One of the riders who took part in a trial run of an upcoming major cycling event in Magnetawan next summer has a South River connection.
Jennifer Sohm was born and raised in South River and told The Nugget it was a thrill to come back and cycle on familiar territory.
Sohm, who is a high school teacher, lives in Toronto with her husband, an air traffic controller, and two daughters who are five and eight years old.
Originally the Ghost Gravel ride, which takes cyclists over historic trails in Almaguin, was to occur this past August but got pushed to next August because of COVID-19.
However, organizer Matt Foulk, also of Toronto, put together a trial run of the 140-kilometre ride and asked those interested to write to him and detail why they should be among the 15 test runners of the event.
Their experiences would be recorded so cyclists taking part next year would have an idea of what to expect on the trail.
Sohm said she wrote a lengthy letter explaining her ancestral history to the area and personal cycling experience.
The 40-year-old cycles about 5,000 kilometres annually, although Sohm adds she isn't an elite cyclist like most of the riders who took part in the trial run.
“Some of the Ghost Gravel cyclists will ride 300 kilometres a week,” she said.

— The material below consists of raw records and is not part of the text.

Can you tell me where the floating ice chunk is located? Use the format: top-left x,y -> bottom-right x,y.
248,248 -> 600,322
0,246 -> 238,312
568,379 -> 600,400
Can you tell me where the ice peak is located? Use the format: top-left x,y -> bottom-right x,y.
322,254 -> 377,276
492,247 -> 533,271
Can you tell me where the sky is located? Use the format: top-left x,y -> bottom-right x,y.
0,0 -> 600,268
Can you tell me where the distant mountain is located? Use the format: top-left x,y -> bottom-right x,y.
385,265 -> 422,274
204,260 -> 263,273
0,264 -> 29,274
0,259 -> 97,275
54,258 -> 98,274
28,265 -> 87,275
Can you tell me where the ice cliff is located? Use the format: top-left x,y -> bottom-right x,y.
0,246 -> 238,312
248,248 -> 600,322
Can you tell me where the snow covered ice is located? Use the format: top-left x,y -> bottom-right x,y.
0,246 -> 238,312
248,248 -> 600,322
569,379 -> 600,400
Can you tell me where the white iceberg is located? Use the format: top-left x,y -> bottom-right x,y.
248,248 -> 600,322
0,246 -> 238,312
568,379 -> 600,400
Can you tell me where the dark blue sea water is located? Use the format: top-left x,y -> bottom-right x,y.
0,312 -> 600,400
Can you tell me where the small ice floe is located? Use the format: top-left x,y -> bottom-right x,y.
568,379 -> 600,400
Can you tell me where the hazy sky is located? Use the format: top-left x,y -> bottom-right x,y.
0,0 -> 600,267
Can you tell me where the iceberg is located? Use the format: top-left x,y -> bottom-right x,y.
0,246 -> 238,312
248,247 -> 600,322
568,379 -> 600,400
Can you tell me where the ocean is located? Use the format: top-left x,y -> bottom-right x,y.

Sohm says growing up in South River, “freedom came from riding a bike.”
“As a teenager, it was our way to get to work or school, which was faster than taking the school bus,” she said.
“Cycling was a way to stay fit and to get around.”
As a student at Almaguin Highlands Secondary School, Sohm was heavily involved in cross-country running and track and field.
When she attended university in Toronto, Sohm continued her cycling by joining a small club. But it was when she moved to England that her cycling opportunities mushroomed.
While visiting other European countries, Sohm made it a point of renting a bike so she could explore the community she was in.
When she got accepted to be one of the Ghost Gravel trial riders, a thought that kept running through her mind was how she would keep up with the elite class of cyclists – and whether she should even participate since she was out of her league.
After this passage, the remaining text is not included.